= Andrianafidisoa =

Malagasy military officer (died 2021)

Andrianafidisoa, popularly known as Fidy (died 6 October 2021), was a military general of the Army of Madagascar and a Director of the National Mines and Strategic Industries Office (OMNIS). He allegedly attempted a coup d'état against Malagasy President Marc Ravalomanana on 18 November 2006.

== Coup attempt ==
Prior to his alleged coup attempt, in October 2006 General Andrianafidisoa had been barred from running for president in the election scheduled for 3 December 2006, for not paying the required deposit of 25,000,000 ariary. Andrianafidisoa had earlier supported Ravalomanana in his struggle against Didier Ratsiraka over election results in 2002, and led an attack by pro-Ravalomanana forces on Fianarantsoa at that time.

While Ravalomanana was out of the country, Andrianafidisoa had leaflets distributed declaring military rule; he called Ravalomanana's government unconstitutional and went to a base at Ivato Airport, seeking support from soldiers. One soldier was reported killed in a clash there, and Ravalomanana's flight, returning from Europe, was diverted to Mahajanga. Andrianafidisoa's takeover attempt failed, and he went into hiding or on the run; the government ordered his arrest and began searching for him. However, the general stated that "I am alive and I am not in hiding," on a telephone call to news organization Reuters. According to him, "Soldiers and politicians have got the message."

Subsequently, Andrianafidisoa denied that the events had been a coup attempt, describing this as a misinterpretation. He did, however, acknowledge that he had called Ravalomanana's government unconstitutional and that he called for him to resign. On 22 November, Andrianafidisoa received the backing of eight of the 14 presidential candidates, who said he was defending the constitution and the interests of the nation.

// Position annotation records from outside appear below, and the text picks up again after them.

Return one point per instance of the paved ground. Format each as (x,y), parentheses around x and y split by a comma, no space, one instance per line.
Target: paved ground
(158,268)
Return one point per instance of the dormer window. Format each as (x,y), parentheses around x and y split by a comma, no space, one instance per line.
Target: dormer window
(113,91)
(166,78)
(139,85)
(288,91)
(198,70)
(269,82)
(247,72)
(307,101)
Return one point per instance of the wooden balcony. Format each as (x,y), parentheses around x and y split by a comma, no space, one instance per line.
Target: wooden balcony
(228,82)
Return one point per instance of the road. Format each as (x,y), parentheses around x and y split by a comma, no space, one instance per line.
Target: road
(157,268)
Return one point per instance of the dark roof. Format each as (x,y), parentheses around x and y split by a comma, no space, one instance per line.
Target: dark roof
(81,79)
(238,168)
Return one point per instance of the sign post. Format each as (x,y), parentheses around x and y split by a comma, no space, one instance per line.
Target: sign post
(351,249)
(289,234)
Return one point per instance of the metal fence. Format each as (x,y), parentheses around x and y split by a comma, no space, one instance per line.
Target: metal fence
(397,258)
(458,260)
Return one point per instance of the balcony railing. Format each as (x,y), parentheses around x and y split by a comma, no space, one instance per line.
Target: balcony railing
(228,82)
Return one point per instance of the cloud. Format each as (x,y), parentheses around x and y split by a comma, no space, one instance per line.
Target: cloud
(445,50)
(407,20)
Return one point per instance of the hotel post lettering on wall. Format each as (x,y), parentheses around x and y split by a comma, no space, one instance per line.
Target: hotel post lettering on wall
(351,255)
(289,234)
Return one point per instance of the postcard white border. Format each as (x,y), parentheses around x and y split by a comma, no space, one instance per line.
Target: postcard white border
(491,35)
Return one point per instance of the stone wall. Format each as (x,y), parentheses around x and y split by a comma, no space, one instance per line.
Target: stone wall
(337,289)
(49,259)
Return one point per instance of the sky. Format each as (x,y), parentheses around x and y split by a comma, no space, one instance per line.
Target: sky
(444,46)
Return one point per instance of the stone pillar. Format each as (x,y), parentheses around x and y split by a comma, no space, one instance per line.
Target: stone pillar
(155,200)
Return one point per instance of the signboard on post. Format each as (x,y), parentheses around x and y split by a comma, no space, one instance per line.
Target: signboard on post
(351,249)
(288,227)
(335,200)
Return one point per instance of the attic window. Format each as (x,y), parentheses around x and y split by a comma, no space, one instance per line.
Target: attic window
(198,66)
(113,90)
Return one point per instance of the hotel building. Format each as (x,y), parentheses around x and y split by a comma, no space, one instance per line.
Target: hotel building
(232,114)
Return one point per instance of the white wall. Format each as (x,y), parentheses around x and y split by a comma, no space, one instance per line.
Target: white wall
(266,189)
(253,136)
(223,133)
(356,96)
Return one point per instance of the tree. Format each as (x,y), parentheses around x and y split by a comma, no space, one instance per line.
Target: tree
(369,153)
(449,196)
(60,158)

A $50,000 reward was offered for Andrianafidisoa's arrest. The secretary of state for public security said that Andrianafidisoa was taken by surprise and captured on 12 December at a hotel, and that he did not resist. Several guns, along with ammunition, were found with him. Police began interrogating Andrianafidisoa on 14 December. Andrianafidisoa pleaded not guilty during his trial, and he and his lawyers argued that he had not attempted a coup, but had instead acted as a "lone soldier" attempting to alert the president to the situation of the armed forces. He was sentenced to four years in prison on 2 February 2007, and stated his intention to appeal the verdict. On 20 February, he received an additional three-year prison sentence.

Ravalomanana was forced out of office by a combination of popular protests and military intervention in March 2009. Opposition leader Andry Rajoelina then took over as President of the High Authority of the Transition and promptly pardoned Andrianafidisoa, along with many other political prisoners, on 26 March 2009.

==Death==
Andrianafidisoa died on 6 October 2021 at the age of 57.